All patterns do not require "undoing." Knowing that our digestive system works better on smaller amounts more frequently, or by starting the day with plain water before that cup of coffee or tea, can be very useful and can protect us from unnecessarily struggles. Knowing that we tend to blame external causes when we are late for something, or get anxious about things the night before, are patterns that can be addressed and in many cases assuaged just by acknowledging them as temporal behavior and not permanent. We may see that this doesn't help us deal with anything, and that other kinds of behavioral steps can be put in place to ease the way and change the pattern. A step can be as simple as setting a timer to get you off the computer in time to get your coat on and catch the train, rather than missing that train and arriving late. Routinize a few minutes of meditation (even 5- 10 minutes) in the evening before going to bed can begin to dissipate that night-before anxiety, allowing you to sleep better and see the next morning with more equanimity.

Everything is happening in this very moment. Nothing tomorrow is happening now, nor is anything from yesterday happening now. Sounds ridiculous, but our minds and our feelings can be quite attached to this way of thinking -- about what we thought happened or will/might happen. We can be consumed by our reactions to something that is not happening now, and literally wipe out all the possibilities in this moment.

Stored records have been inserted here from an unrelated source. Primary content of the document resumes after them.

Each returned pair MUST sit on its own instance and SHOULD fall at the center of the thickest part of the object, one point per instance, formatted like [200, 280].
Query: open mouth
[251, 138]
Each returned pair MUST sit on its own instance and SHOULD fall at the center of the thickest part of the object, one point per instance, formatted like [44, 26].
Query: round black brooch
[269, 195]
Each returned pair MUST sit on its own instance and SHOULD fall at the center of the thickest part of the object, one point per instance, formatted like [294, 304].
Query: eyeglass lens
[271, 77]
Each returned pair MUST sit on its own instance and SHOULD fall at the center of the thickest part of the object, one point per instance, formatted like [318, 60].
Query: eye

I'm not just talking about the mind drifting in the middle of a conversation when you stop hearing your companion and are startled back into the moment by their silent pause, waiting for your response to something you actually didn't hear.  I'm talking about right now -- not noticing the slump in your shoulders or the effort of your eyes as you read this. The actual condition of balance in your body, the sweetness of the light around you, appreciation of the speed with which your mind absorbs all this information and catalogs it, making meaning or discarding it.

Alertness can help you gain the power of mindfulness. You can cultivate awareness in this moment, and put routines in place that support you, for example using abdominal muscles to help stabilize your pelvis and support your low back when you sit at the computer, or committing to that 10-class card so you can just sign in and go to yoga every Monday morning to start your week. Awareness allows you to acknowledge the patterns that bind you to behaviors that cause distress, like turning out your right foot when you walk which slowly stresses your hip and knee over time, or speaking over someone who is speaking to you because you are anxious to be heard. Once you learn to be alert, you have options. Being present in this moment, you can use this moment, and establish routines and patterns that support you, rather than trap you.